While your baby is making baby leaps, its brain is developing quickly, which may interfere with its sleep. This might look like this:
- refusing to take naps or go to bed. The need for a longer wind-down period before sleep may arise if your baby finds it difficult to relax.
- difficulties falling asleep. It’s possible that your baby will have trouble falling asleep on its own and will instead need your assistance or crave your presence in order to sleep.
- more frequent nighttime awakenings To practice new skills they are trying to master during this leap, your baby may wake up more frequently or for longer during the night.
- early morning awakening Make an effort to make your child’s room conducive to sleep and reinforce the notion that it is time to do so by keeping them in their bed for as long as they are content.
- wanting to eat more food overnight. This might be the result of your infant not eating well during the day or because they are growing more mobile and expending more energy.
- Having shorter naps. During this time, catnaps may be frequent because it may be more difficult for babies to connect their sleep cycles.
- more worn out throughout the day. Your baby may appear to struggle with its usual awake times due to increased mental stimulation. While they are in a leap, you might need to shorten their awake times.
The sleep pattern of your baby should return to normal once they have passed the baby’s leaps. Often, these are only temporary changes.
Having said that, it is quite simple for new sleeping habits to emerge during this period. For instance, if your baby is having trouble falling asleep, you might try feeding, rocking, or patting them to sleep. When the leap is over, your baby won’t automatically settle back to sleep; instead, they will still need you to do so. This is a result of the patting, rocking, or feeding becoming their new sleep association.
Baby leaps are a period of rapid mental development that your baby goes through. They happen around every stage of a baby’s growth. But, parents don’t worry, they just last few days.

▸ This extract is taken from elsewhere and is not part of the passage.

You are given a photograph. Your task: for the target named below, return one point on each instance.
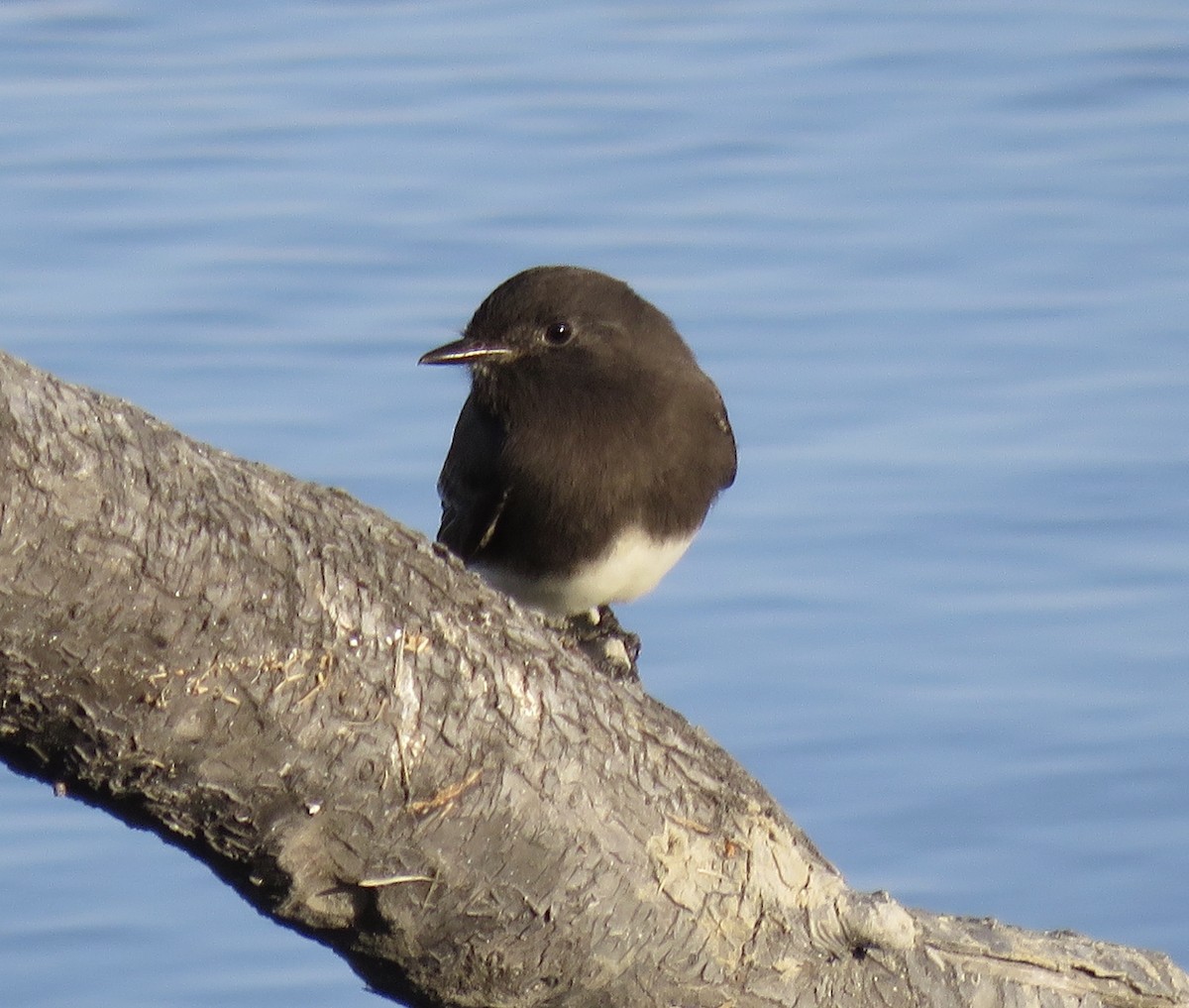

You should pay attention to your baby’s condition and help them as a guide above all.
FAQ About Bay Leaps
What’s the Difference Between Growth Spurts and Leaps?
The growth spurts, or “leaps,” as they are sometimes called, involve both body and brain growth and can be very demanding on both physical and emotional resources. We’ll use the terms “leap” and “growth spurt” interchangeably throughout this article to describe how the mind and brain develop.
Are There Any Ways to Tell If It’s a Leap?
In addition to timing, your baby will exhibit a few physical indicators before taking a leap. They’ll probably be angrier, clingier, and tearful than usual. They may also overfeed or lose their appetite, resist being put down, and appear content only when being held.”
They have learned to trust you and find solace in your proximity, so they do this when they are uneasy. They will almost certainly require more love and care during these leaps, regardless of any other symptoms they display.